Meaning Of Personal Finance
Personal Finance refers to money management with respect to personal savings, expenses and investments. It involves planning your current finances, taking care of your future financial needs, setting financial goals and preparing emergency corpus for unavoidable monetary circumstances. Basically, it is the budgeting of your cash inflows and outflows periodically.
In other words, personal finance is the financial planning of your present and future. It is concerned with fulfilling your needs, identifying your wants, listing your desires and ultimately allocating some amount to each of them to finance all the monetary requirements.
Elements of Personal Finance
Good personal finance management can help you achieve early financial freedom. The key to financial freedom is nothing but below five elements which must be followed religiously to maintain financial rigour and discipline.
Defining Financial Goals
Financial goals can range right from financing your children higher education, children marriage to planning retirement plans. This poses many monetary liabilities on surface. The best route to achieving those commitments is by quantifying them in monetary terms, calculating its inflated value and then starting monthly savings for them.
Defining financial goals gives you a clear vision and insight to work in that direction and sum up that amount of corpus; for you to live a financially free life. Proper financial goals give you a path for allocating your resources to best advantage which can yield maximum returns.
Corpus For Emergency Fund
Having an emergency fund has become a must, especially after events like Covid-19 and the economic crisis. Emergency funds are the contingency reserves which are highly useful during unexpected events or sudden losses. It covers unforeseeable cash flows and also takes care of family emergencies which may arise anytime. It is advisable to have at least 3-6 times of monthly expenses as your emergency fund corpus. However, the amount may differ from person to person.
Insurance and Investment
Protection reserve, other term for insurance and investment, is the cumulation of term and health insurance. Life insurance takes care of your family post your death and health insurance takes care of your medical amenities in case of your health issues.
Both the policies are extremely crucial when it comes to unexpected occurrences in life. They also perform as personal investments which pay good benefits at later stages of life. An ideal amount asided for insurance shall be 10 times of gross income of the insured.
Power of Compound Effect
Early investing gives a great advantage of the power of compounding. The early, the better – sooner the person starts investing, the higher corpus he is able to generate at early stages of life.
People who are new to investment horizon begin from bank FDs and then slowly take steps ahead to Insurance, Systematic Investment Plans(SIPs), Bonds, etc. Investment products like ULIP, Mutual funds etc act as passive income and backward earning sources where you need not work; money works for you!
When you are handy with investments, do not stick to one plan. Rather go for debt, equity, real estate, SIP, insurance and other investment plans so that even in times of hard economic crisis, your portfolio does not generate negative returns. You can adjust your portfolio according to your risk and return ratio and can take the advantage of anytime withdrawal from many of these sources.
Ways to Manage Personal Finance
Personal finance is a subjective habit and requires personal calculations and estimations. However, a basic idea about its management can be summed up as following:
Identification of Financial Needs
As stated above, to manage personal finance, one must identify his needs and wants and do periodic reviews of his income and expenditure. You can further classify your financial goals into small, mid and long term goals and accordingly park your money into those funds or Investment (or saving) channels.

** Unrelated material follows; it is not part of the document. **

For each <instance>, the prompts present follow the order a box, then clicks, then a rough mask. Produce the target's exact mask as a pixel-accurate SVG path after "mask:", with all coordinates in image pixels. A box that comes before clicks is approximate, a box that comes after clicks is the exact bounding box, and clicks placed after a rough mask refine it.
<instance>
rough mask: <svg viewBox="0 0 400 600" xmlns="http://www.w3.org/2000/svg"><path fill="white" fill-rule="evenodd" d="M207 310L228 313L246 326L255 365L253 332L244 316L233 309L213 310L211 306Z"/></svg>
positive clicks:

There is a 50-30-20 rule which states that 50% of your income should be used for expenditure, 30% for saving and rest 20% for investment. This is a general line of income disbursement. Budgeting can be done either 50-50, 70-30 or in many other ways which people find their money fit in.
Review your Monetary Goals
Having done a resourceful planning of your funds, you must periodically review and revise your financial goals in order to see if expenses are in control or there are any gaps in actual and standard budgeting. This will help you manage your money even by the end of the month and also help you reap the fruits of personal finance management.